The recent acquisition of H.J. Heinz Company (NYSE:HNZ) for $28 billion could be validation for investors to stick with overpriced food and beverage companies. Shares of Campbell Soup Company (NYSE:CPB) popped 5% immediately following the announcement and ended the day with trading volume more than 6x the thirty day average. Investors shouldn’t anticipate another large food deal anytime soon. The Heinz deal was in fact the largest food deal in history. Prior to this, the Kraft Foods Group Inc (NASDAQ:KRFT) purchase of Cadbury in 2010 for $19 billion was the last large scale purchase. First, several of the more entrenched food and beverage companies are just too big to be acquired. Second, even medium sized deals are incredibly difficult to anticipate and just don’t happen that often. Instead, investors should focus on the fundamentals and valuation of the industry in gauging long-term return potential. The outlook in this regard for the food and beverage industry is subpar. Investors seeking a defensive industry for their portfolio should instead consider companies in the health care supply chain.
To prove this point I will did a little head-to-head comparison of a company in each industry.
Secular Tailwinds versus Secular Headwinds
In the red corner we have the leading soup company in the world- Campbell Soup. In the blue corner is the largest pharmacy benefit manager in the world- Express Scripts Holding Company (NASDAQ:ESRX)
I purposely chose two companies with similar P/E ratios as this is the overwhelmingly preferred tool among investors when it comes to valuation. I personally favor enterprise value to sales and free cash flow yield and it helps round out the income statement and statement of cash flows. The valuation on a sales basis is hugely skewed in favor of Express Scripts. Campbell’s wins on cash flow. Campbell’s does pay a dividend, but the 48% payout ratio implies that dividend growth can only match cash flow growth in coming years. Here Campbell’s faces secular headwinds with organic growth fluctuating around the breakeven line.
A couple key things dominate the growth numbers above. First, Express Scripts 2010 revenue number is skewed by the Medco Health merger.
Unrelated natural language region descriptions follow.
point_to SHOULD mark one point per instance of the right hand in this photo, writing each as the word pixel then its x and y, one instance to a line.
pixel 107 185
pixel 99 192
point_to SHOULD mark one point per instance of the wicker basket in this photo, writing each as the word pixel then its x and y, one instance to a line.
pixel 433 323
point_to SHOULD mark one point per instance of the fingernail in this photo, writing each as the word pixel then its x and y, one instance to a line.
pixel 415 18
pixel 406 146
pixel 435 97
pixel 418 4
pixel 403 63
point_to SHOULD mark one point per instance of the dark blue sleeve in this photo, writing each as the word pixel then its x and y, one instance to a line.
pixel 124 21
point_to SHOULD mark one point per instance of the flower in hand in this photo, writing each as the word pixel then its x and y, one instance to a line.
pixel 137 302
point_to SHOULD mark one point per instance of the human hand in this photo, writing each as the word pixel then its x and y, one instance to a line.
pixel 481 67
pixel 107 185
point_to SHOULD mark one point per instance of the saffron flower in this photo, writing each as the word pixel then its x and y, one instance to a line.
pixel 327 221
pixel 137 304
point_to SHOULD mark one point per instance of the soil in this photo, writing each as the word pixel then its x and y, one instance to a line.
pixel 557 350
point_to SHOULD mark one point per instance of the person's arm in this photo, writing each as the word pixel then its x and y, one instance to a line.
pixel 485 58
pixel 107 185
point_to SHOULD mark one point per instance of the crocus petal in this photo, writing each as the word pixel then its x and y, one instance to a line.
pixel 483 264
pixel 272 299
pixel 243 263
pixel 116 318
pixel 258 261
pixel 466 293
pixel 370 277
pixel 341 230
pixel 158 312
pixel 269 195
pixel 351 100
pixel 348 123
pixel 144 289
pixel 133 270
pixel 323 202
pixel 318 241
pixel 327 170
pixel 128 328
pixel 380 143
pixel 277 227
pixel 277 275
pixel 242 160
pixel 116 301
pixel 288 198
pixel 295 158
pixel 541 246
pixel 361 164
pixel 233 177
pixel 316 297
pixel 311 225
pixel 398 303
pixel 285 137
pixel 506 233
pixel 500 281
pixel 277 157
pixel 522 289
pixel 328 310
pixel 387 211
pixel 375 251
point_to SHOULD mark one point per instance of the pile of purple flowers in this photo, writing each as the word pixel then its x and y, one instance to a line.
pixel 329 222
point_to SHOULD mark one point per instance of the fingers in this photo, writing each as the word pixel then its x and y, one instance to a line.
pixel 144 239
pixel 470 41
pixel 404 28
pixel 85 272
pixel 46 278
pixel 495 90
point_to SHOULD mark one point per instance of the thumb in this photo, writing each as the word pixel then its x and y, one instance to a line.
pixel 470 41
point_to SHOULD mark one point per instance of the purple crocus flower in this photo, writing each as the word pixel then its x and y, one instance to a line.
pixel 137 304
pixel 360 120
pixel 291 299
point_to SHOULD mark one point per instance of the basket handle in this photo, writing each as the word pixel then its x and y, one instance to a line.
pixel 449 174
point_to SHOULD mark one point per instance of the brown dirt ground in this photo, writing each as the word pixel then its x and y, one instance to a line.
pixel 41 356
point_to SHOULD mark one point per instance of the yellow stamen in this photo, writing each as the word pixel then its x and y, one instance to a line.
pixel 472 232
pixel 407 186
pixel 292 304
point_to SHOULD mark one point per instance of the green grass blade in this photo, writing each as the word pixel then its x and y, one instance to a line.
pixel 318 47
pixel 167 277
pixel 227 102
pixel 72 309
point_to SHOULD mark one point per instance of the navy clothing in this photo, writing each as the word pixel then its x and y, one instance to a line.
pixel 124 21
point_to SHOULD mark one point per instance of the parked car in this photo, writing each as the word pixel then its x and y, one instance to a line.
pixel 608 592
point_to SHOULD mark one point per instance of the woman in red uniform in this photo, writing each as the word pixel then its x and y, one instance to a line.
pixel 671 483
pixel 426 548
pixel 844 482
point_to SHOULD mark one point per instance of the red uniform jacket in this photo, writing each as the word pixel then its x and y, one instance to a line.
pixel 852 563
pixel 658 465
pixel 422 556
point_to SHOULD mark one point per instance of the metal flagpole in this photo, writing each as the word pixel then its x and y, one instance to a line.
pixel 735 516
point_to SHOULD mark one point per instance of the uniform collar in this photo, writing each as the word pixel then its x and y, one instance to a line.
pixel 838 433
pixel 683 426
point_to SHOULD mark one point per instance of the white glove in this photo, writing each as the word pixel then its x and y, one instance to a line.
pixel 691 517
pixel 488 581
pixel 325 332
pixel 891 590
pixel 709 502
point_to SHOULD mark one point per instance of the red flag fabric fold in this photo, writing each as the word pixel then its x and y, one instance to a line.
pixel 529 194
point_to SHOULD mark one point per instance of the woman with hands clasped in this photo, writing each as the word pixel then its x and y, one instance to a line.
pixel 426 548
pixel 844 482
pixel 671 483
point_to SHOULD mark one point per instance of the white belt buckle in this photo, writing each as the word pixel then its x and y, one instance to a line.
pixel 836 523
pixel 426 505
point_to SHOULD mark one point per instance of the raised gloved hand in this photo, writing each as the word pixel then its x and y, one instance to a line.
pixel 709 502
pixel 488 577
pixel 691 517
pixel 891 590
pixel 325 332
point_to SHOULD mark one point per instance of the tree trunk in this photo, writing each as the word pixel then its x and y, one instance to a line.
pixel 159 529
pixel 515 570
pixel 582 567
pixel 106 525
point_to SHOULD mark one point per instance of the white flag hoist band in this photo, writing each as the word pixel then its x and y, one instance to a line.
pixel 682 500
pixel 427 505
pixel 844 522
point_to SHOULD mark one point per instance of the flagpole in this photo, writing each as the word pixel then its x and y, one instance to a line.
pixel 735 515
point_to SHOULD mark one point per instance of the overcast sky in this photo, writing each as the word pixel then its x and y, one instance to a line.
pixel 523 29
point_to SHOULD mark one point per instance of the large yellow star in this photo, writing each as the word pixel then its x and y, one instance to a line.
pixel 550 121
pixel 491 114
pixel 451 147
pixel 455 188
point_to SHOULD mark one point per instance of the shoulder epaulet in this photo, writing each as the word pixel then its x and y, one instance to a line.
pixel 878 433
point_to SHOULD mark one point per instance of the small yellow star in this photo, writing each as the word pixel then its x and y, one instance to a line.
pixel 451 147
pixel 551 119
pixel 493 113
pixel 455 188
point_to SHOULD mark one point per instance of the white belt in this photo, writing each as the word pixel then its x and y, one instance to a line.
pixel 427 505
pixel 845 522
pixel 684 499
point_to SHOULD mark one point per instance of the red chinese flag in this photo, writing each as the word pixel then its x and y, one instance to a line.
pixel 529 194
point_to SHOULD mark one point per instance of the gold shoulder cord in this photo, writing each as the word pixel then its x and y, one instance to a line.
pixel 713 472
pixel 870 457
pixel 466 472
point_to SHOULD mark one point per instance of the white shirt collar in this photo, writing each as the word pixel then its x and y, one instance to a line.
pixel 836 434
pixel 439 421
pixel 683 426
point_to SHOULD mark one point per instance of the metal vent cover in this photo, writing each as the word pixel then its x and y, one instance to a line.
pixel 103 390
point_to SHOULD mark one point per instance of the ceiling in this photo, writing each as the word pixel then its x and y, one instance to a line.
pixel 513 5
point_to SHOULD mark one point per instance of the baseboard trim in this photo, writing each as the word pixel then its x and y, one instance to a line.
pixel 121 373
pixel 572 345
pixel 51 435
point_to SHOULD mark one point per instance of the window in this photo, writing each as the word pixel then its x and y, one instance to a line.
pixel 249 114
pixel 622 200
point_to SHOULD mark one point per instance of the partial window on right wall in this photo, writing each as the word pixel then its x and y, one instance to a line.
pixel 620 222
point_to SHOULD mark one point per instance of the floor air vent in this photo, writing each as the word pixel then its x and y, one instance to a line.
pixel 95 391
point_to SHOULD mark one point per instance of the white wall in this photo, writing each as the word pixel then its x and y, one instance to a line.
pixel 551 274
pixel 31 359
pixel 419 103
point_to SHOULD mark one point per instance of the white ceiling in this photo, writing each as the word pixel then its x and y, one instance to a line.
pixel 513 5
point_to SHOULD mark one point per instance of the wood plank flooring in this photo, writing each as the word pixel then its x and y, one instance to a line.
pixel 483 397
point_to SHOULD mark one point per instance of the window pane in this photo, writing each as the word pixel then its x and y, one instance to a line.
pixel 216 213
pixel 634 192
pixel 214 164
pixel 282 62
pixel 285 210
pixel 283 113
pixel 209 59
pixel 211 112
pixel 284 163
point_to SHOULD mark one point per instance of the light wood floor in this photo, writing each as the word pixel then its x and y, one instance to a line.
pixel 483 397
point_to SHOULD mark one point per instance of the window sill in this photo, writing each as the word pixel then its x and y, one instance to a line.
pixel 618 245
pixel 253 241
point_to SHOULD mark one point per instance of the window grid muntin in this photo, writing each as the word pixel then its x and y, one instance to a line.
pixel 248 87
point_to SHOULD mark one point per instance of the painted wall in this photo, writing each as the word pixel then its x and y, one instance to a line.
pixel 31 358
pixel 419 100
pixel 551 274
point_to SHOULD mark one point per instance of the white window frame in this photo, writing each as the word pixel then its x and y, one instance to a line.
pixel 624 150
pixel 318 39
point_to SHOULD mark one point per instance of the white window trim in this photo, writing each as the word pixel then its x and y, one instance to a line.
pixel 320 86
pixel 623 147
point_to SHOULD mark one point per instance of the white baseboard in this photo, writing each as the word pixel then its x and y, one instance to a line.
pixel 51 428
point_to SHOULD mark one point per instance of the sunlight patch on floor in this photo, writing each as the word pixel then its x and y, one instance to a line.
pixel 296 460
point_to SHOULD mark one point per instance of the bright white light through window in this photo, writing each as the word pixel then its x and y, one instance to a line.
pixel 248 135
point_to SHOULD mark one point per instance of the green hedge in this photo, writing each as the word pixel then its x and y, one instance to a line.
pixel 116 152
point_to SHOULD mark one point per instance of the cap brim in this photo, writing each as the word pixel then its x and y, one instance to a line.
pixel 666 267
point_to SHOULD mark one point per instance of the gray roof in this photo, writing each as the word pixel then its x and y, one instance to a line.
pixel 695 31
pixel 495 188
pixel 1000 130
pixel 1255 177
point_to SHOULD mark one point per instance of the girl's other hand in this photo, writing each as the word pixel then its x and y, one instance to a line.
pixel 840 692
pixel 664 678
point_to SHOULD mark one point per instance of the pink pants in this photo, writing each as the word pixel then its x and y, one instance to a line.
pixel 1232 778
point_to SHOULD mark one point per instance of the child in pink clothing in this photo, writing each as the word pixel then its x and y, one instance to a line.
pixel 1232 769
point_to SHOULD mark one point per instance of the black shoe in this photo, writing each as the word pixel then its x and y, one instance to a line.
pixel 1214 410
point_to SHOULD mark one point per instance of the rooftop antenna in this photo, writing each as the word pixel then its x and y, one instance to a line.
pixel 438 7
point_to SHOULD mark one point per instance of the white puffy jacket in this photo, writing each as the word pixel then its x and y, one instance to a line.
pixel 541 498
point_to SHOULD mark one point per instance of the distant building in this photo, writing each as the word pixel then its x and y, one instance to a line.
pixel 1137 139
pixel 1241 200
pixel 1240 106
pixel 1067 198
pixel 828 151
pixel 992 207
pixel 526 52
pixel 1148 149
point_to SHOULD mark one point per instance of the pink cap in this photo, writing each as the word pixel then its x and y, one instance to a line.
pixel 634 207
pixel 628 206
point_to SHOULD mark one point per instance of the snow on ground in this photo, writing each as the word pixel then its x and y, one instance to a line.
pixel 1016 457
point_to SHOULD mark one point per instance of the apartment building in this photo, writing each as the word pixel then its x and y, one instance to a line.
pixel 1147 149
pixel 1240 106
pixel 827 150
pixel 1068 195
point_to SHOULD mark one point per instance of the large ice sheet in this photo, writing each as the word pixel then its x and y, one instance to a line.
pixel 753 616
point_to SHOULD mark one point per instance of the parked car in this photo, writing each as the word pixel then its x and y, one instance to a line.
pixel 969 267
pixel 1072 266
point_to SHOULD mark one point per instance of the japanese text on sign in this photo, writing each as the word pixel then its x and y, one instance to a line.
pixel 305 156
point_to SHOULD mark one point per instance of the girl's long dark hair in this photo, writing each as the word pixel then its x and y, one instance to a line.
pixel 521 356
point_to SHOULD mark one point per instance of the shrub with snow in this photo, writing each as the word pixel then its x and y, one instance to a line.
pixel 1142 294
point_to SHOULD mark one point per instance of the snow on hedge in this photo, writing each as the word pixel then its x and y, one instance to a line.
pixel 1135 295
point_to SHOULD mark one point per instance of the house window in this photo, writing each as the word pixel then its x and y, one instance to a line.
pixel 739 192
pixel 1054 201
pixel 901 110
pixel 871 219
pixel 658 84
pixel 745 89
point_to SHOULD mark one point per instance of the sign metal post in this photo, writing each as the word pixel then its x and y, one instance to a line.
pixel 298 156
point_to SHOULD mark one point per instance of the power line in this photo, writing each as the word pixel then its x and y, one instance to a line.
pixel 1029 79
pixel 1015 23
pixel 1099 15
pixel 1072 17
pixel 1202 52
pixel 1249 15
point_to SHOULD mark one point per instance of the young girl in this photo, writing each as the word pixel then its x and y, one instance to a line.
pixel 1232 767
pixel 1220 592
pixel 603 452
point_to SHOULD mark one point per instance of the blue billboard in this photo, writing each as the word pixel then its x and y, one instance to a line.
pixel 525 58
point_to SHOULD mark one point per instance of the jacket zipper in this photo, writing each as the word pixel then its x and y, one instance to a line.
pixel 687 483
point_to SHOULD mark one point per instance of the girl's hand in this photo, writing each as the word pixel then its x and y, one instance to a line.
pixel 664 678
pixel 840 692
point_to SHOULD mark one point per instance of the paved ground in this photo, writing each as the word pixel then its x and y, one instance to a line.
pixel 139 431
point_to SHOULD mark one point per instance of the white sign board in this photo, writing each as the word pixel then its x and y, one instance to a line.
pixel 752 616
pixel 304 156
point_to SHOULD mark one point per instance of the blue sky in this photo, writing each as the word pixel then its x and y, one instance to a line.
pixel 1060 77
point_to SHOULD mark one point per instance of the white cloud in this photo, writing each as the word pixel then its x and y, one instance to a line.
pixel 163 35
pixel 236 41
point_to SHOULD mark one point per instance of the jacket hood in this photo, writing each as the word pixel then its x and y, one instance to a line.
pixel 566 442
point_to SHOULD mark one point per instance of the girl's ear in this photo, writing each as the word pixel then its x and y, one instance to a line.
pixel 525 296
Secondly, both companies have robust operating leverage that allows modest sales increases to lead to outsized earnings increases. Still, Express Script’s operating income and EPS growth is substantially better than that of Campbell Soup.
It seems likely that both company’s growth trends will persist. Campbell’s will continue to face difficult organic growth headwinds given deep market penetration and will rely on acquisitions as exemplified by the recent Bolthouse Farms deal. Express Scripts has a plethora of tailwinds to its growth story. The company will continue to benefit as drug utilization increases with demographic changes. Generic penetration is set to really get a boost as the branded pharmaceutical industry sees numerous key drugs go off patent in the next several years. Higher generic drug utilization helps expand Express Script’s margins as well as grow the top line. Membership usage will also benefit from an improving jobs market and higher health care participation.